En el último año, el 14% de la población ha cortado lazos con amigos o familiares debido a peleas provocadas por opiniones políticas. Para evitar tales conflictos, el 60% de los encuestados ha decidido no tocar el tema en sus conversaciones. Esta separación no solo se manifiesta en la vida real, sino también de manera más sutil, como es el caso de los grupos de WhatsApp; el 15% de las personas ha abandonado algún grupo por estar cansados de la confrontación.
Los votantes de Podemos son quienes más han reportado rupturas en sus relaciones y también son los que más frecuentemente han dejado de participar en grupos de chat por cuestiones políticas. Este informe, titulado Atlas de la polarización en España, revela que aquellos que se rodean de personas con opiniones similares suelen ser más polarizados. Por otro lado, los votantes de Podemos y Sumar muestran una mayor apertura hacia la diversidad en sus círculos sociales.
El sociólogo y politólogo Tarek Jaziri Arjona, investigador principal del estudio, indica que la sociedad española se ha dividido en dos grandes bloques: uno que agrupa a los votantes de Vox y el PP, y otro que incluye al PSOE, Sumar y otros partidos. Si bien dentro de cada bloque se suelen mantener relaciones aceptables, la percepción hacia el bloque opuesto se deteriora cada vez más.
Mariano Torcal, catedrático de Ciencia Política en la Universitat Pompeu Fabra, advierte sobre la gravedad de este fenómeno, al señalar que se genera una lógica de “ganar a toda costa” que puede llegar a justificar la eliminación política del rival. Este tipo de polarización se distingue de la meramente ideológica, ya que afecta a las relaciones personales, derivando en lo que se ha denominado polarización afectiva.

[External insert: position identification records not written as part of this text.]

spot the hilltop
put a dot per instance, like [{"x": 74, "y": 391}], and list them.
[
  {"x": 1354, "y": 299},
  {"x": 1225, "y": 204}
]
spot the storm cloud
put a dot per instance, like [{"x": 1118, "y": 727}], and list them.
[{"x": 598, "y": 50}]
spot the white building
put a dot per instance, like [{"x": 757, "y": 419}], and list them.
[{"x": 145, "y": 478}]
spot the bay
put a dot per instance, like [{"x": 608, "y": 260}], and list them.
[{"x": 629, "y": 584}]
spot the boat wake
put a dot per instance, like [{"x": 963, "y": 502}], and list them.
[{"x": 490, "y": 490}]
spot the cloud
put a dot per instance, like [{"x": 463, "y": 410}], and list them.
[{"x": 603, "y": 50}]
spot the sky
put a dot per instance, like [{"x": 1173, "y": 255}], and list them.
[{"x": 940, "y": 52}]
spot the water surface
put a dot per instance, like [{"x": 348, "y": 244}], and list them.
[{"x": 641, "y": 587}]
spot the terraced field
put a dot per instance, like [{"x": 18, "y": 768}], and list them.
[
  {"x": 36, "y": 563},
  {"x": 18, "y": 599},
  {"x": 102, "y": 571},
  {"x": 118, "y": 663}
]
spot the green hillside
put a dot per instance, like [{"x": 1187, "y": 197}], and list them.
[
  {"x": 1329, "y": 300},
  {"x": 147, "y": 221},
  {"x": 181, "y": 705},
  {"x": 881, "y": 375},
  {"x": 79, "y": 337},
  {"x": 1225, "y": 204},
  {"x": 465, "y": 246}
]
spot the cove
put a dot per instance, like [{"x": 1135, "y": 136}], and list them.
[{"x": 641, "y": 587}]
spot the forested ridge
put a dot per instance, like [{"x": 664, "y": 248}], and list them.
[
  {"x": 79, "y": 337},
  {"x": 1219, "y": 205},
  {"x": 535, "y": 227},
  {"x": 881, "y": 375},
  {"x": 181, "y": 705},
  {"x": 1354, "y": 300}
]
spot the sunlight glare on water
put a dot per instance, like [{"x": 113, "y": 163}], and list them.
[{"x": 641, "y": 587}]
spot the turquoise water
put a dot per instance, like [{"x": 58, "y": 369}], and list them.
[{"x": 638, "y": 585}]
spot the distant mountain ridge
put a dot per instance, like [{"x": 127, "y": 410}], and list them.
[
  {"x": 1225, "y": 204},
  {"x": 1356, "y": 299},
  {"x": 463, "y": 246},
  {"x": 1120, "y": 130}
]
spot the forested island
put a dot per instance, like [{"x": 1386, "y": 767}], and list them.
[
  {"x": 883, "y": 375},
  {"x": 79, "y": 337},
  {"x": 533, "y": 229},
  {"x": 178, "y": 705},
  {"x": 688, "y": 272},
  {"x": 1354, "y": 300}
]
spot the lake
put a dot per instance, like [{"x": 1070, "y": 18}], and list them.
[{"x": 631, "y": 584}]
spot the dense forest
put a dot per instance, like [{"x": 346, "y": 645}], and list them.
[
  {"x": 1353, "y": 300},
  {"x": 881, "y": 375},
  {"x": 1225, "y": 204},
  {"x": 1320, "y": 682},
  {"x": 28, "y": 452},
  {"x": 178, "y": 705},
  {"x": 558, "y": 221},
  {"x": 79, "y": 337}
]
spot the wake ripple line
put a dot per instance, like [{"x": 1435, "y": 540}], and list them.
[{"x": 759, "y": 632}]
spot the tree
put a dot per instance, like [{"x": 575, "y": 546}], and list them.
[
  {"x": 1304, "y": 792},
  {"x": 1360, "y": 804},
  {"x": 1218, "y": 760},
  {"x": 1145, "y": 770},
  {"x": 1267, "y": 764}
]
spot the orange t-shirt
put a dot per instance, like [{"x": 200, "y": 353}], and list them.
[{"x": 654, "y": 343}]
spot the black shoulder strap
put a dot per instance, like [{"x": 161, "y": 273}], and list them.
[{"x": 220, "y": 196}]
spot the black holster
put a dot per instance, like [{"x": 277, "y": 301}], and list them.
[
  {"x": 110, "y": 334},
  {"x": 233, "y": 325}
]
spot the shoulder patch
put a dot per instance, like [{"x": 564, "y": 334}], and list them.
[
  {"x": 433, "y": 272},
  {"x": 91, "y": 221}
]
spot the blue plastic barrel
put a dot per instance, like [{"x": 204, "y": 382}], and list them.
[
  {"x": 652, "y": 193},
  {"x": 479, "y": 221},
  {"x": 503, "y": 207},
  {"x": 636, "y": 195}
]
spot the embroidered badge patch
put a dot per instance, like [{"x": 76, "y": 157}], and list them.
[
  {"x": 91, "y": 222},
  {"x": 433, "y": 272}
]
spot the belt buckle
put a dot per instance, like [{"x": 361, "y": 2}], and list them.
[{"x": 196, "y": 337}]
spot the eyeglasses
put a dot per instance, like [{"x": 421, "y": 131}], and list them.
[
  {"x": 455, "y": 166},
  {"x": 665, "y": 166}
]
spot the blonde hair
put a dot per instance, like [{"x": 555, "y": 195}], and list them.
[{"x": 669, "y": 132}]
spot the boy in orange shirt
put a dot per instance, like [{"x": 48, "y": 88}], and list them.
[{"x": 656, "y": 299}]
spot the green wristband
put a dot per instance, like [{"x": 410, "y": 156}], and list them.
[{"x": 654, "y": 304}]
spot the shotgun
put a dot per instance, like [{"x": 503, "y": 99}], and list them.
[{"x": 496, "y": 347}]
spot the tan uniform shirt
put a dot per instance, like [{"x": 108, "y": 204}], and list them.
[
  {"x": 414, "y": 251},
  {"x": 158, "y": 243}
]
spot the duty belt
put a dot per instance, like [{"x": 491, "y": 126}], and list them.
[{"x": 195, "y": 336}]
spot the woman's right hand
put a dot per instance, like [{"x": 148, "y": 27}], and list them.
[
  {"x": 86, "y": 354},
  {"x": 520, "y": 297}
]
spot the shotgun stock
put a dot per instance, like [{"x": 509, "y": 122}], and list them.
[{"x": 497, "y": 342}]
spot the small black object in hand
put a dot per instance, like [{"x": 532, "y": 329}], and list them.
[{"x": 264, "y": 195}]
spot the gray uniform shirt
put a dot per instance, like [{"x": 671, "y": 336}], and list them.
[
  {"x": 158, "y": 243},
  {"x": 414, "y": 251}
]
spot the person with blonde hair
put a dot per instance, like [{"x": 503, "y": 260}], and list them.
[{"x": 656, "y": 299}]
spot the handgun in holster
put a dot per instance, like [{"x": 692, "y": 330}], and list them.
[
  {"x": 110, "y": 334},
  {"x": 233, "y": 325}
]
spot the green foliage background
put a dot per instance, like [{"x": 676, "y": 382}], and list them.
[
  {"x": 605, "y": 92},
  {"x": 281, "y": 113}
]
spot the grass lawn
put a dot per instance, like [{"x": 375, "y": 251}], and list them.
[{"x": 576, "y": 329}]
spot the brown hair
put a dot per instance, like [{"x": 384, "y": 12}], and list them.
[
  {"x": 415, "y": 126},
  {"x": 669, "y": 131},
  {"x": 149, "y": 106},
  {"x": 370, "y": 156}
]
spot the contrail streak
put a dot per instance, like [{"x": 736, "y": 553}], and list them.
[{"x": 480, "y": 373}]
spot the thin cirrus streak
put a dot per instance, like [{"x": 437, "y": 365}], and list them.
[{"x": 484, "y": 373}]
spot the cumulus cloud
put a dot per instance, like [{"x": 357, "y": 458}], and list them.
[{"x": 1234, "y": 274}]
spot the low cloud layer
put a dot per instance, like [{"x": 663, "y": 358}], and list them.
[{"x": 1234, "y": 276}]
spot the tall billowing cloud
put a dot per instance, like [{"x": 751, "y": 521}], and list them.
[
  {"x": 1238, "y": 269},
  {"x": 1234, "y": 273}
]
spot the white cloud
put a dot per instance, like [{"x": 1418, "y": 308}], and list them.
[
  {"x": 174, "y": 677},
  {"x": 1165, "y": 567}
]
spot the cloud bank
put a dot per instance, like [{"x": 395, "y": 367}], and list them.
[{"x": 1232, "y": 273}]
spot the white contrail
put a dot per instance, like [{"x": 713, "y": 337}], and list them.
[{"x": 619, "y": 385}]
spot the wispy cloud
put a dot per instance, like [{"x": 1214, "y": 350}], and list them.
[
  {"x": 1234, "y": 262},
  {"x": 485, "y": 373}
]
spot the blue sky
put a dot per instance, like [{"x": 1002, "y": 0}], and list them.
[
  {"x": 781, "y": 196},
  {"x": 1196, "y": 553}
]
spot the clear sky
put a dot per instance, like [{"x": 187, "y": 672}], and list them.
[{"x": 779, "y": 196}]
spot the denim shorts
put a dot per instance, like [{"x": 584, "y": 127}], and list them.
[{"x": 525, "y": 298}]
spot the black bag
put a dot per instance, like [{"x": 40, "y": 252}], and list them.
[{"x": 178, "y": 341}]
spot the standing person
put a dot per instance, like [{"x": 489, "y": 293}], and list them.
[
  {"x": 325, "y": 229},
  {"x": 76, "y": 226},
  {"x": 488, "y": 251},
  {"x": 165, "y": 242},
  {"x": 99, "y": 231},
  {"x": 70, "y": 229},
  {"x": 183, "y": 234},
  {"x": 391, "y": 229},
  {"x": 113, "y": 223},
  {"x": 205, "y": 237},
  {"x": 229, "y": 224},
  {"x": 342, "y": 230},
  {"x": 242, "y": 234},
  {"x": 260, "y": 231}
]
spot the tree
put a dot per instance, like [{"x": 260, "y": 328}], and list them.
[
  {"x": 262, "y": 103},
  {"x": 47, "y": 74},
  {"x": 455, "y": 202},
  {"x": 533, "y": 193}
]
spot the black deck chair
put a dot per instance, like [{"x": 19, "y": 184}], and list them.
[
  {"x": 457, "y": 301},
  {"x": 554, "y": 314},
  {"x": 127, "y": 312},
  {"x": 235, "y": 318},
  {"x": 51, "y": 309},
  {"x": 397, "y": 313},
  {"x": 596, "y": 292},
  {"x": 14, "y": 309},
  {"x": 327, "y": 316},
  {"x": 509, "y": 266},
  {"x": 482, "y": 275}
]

De acuerdo con los resultados del estudio, uno de cada cuatro españoles ha sido “atacado” o “criticado fuertemente” por expresar su opinión política en público durante el último año. Los temas que desencadenan mayor tensión, como la acogida de migrantes, son más divisivos, mientras que otros, como la educación pública, generan menos conflicto. La organización no lucrativa More in Common, que impulsó el estudio, subraya la necesidad de abordar estos problemas de manera constructiva.
El estudio también revela que la responsabilidad de la polarización se atribuye principalmente a las redes sociales y los medios de comunicación, con un 68% de los encuestados que considera que estos factores contribuyen significativamente al problema. En contraste, instituciones como la Casa del Rey y las ONG son vistas como agentes menos influyentes en esta polarización.
A medida que los expertos analizan la situación, surge la pregunta de si es posible frenar la polarización. La reacción unificada tras desastres naturales, como la dana en Valencia, sugiere que los eventos significativos pueden llevar a un momento de cohesión, aunque esto no se traduce en cambios duraderos en el contexto político. La polarización, aunque puede ser beneficiosa para movilizar a los electores, también tiene un límite, según los expertos, que advierten sobre el riesgo de perder a los votantes moderados.
En general, el informe destaca que un 68% de los encuestados ha mantenido conversaciones respetuosas con personas de opiniones distintas en el último año. A pesar de la creciente polarización, las amistades en España siguen siendo diversas. Este fenómeno requiere atención, ya que, a pesar de que el 50%% de la población cree que la división es tan profunda que el sistema es incapaz de resolver los problemas del país, la situación en España aún no ha alcanzado los niveles críticos observados en otros países, como Estados Unidos.
Es esencial que la política se centre en problemas concretos que afecten la vida cotidiana de las personas. Esto podría reducir la polarización y abrir espacios para el debate saludable. La necesidad de una agenda política sustantiva es más relevante que nunca en un entorno donde la división está presente incluso en las cenas familiares navideñas.